Des investigations sont actuellement en cours pour élucider des cas de maladie respiratoire aiguë sévère, potentiellement liés à un hantavirus, sur un bateau de croisière dans l’Atlantique. Cette situation préoccupante a été rapportée par l’Organisation mondiale de la santé (OMS), qui s’inquiète des circonstances entourant cette épidémie.
EN BREF
- Des cas de hantavirus suspectés sur un navire de croisière en Atlantique.
- Transmission par des rongeurs, sans traitement spécifique disponible.
- Les hantavirus peuvent entraîner des complications graves, voire mortelles.
Les hantavirus, agents pathogènes principalement transmis par des rongeurs infectés, peuvent provoquer des détresses respiratoires et cardiaques, ainsi que des fièvres hémorragiques. En l’absence de vaccin ou de médicaments spécifiques, la prise en charge se limite à soulager les symptômes des patients.
Il existe une multitude de types d’hantavirus, chacun ayant ses propres caractéristiques géographiques et cliniques. Selon les données fournies par l’Office fédéral de la santé publique suisse (OFSP), « un seul type de virus, extrêmement rare, peut se transmettre d’un être humain à un autre ». Ces virus sont présents sur tous les continents, leur nom étant dérivé de la rivière Hantaan, située à la frontière entre les deux Corées.
Durant la Guerre de Corée (1950-1953), plus de 3 000 soldats ont été gravement malades à cause de ces virus, ce qui souligne la gravité de leur potentiel pathogène. La transmission aux humains s’effectue principalement par le biais de rongeurs sauvages infectés, tels que des souris ou des rats, qui excrètent le virus par la salive, l’urine et les excréments. Les modes de contamination incluent les morsures, le contact direct avec ces rongeurs ou leurs déjections, ainsi que l’inhalation de poussière contaminée.
Comme le précise l’Agence nationale de santé publique française, « la contamination humaine se fait généralement par inhalation de poussières et aérosols, contaminés par les excrétas des animaux infectés (urines, déjections, salive) ». Ces risques sont accrus lors d’activités en milieu rural, dans des zones forestières ou dans des locaux longtemps inoccupés, où les rongeurs trouvent un habitat propice à leur prolifération.
Les symptômes liés aux infections par hantavirus se manifestent souvent comme ceux d’une grippe : fièvre, maux de tête et douleurs musculaires.
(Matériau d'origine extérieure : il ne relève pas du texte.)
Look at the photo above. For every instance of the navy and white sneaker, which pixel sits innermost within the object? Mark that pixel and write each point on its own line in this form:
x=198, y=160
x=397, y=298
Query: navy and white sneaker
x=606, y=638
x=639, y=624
Les deux formes les plus courantes de maladies causées par ces virus sont le syndrome pulmonaire à hantavirus (SPH), principalement observé en Amérique, et la fièvre hémorragique avec syndrome rénal (FHSR), plus fréquente en Europe et en Asie.
Les hantavirus présents sur le continent américain peuvent entraîner des complications graves, telles que des œdèmes pulmonaires et des syndromes de détresse respiratoire aiguë. Selon les Centres américains pour le contrôle et la prévention des maladies (CDC), environ 38 % des personnes présentant des symptômes respiratoires peuvent décéder des suites de cette maladie.
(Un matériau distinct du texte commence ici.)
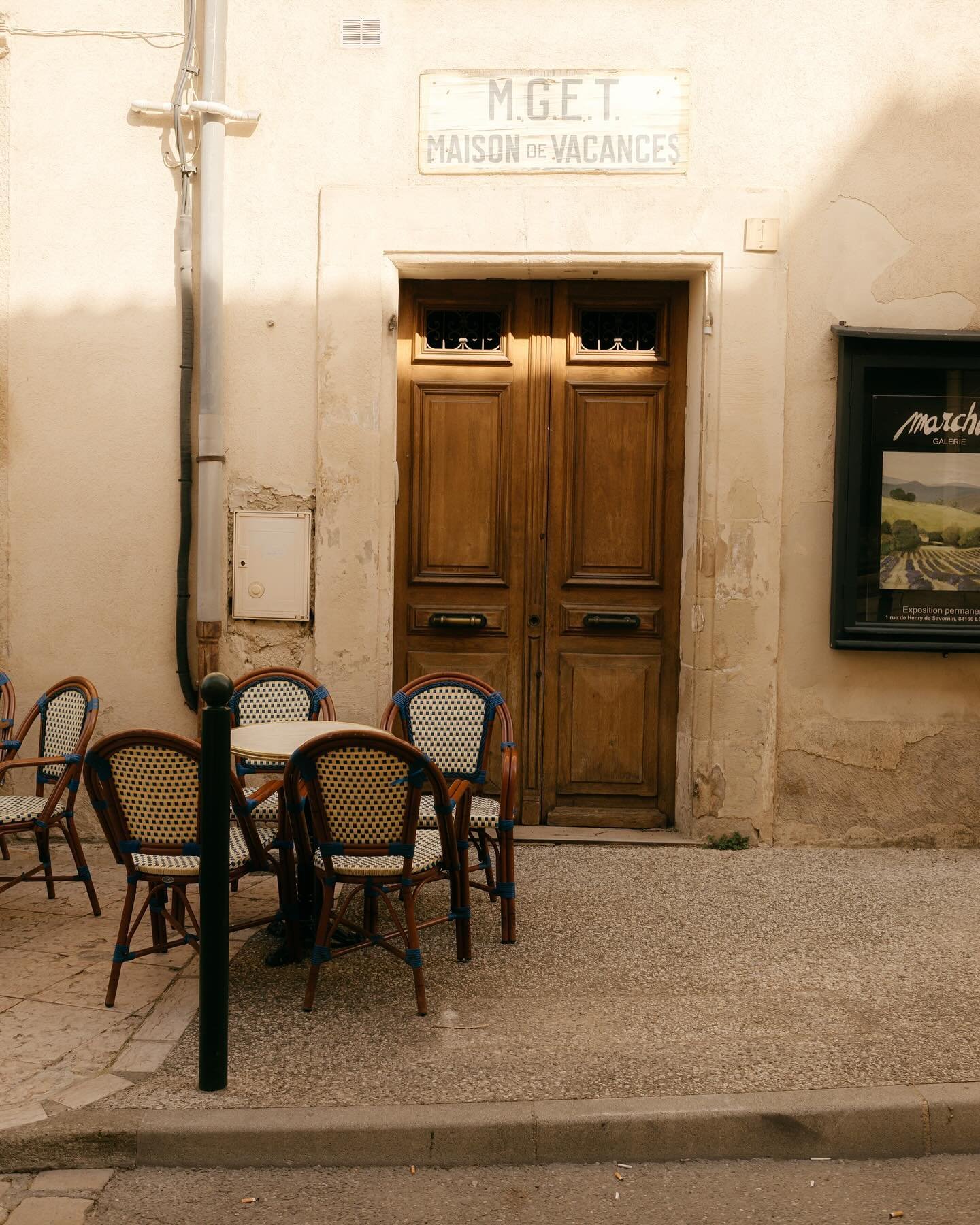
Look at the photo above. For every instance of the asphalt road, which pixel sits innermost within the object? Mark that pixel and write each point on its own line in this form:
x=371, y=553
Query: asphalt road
x=929, y=1191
Chaque année, environ 200 cas de syndrome pulmonaire à hantavirus sont répertoriés, surtout en Amérique du Nord et du Sud. Les hantavirus en Europe et en Asie, quant à eux, peuvent causer des dysfonctionnements rénaux, avec une létalité variable qui peut atteindre jusqu’à 15 % des cas, comme l’indique l’OFSP.
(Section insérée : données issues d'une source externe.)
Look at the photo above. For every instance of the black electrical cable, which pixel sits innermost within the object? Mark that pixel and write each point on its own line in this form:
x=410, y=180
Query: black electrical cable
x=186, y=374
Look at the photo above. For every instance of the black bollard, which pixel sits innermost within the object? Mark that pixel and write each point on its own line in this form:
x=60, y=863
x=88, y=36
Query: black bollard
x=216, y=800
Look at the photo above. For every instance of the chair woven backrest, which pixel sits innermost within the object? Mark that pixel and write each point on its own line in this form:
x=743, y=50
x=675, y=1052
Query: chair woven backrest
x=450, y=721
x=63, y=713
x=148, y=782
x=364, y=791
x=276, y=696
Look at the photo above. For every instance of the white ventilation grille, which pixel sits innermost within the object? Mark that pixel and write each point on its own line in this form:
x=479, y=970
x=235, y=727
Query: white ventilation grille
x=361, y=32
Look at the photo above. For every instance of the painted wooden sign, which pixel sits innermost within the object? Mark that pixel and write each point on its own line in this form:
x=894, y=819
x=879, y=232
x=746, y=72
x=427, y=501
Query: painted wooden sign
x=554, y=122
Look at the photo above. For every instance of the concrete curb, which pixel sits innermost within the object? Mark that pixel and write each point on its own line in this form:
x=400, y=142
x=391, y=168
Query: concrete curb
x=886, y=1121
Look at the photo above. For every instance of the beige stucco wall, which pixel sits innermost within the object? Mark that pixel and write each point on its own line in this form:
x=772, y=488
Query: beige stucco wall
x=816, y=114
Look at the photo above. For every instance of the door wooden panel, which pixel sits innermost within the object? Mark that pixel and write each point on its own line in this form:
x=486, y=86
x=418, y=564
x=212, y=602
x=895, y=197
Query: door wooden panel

À la lumière de ces informations, la situation à bord de ce navire de croisière nécessite une attention particulière afin de prévenir une éventuelle épidémie et d’assurer la sécurité des passagers et de l’équipage. Les autorités sanitaires doivent continuer à surveiller l’évolution des cas et à mettre en œuvre des mesures de prévention rigoureuses.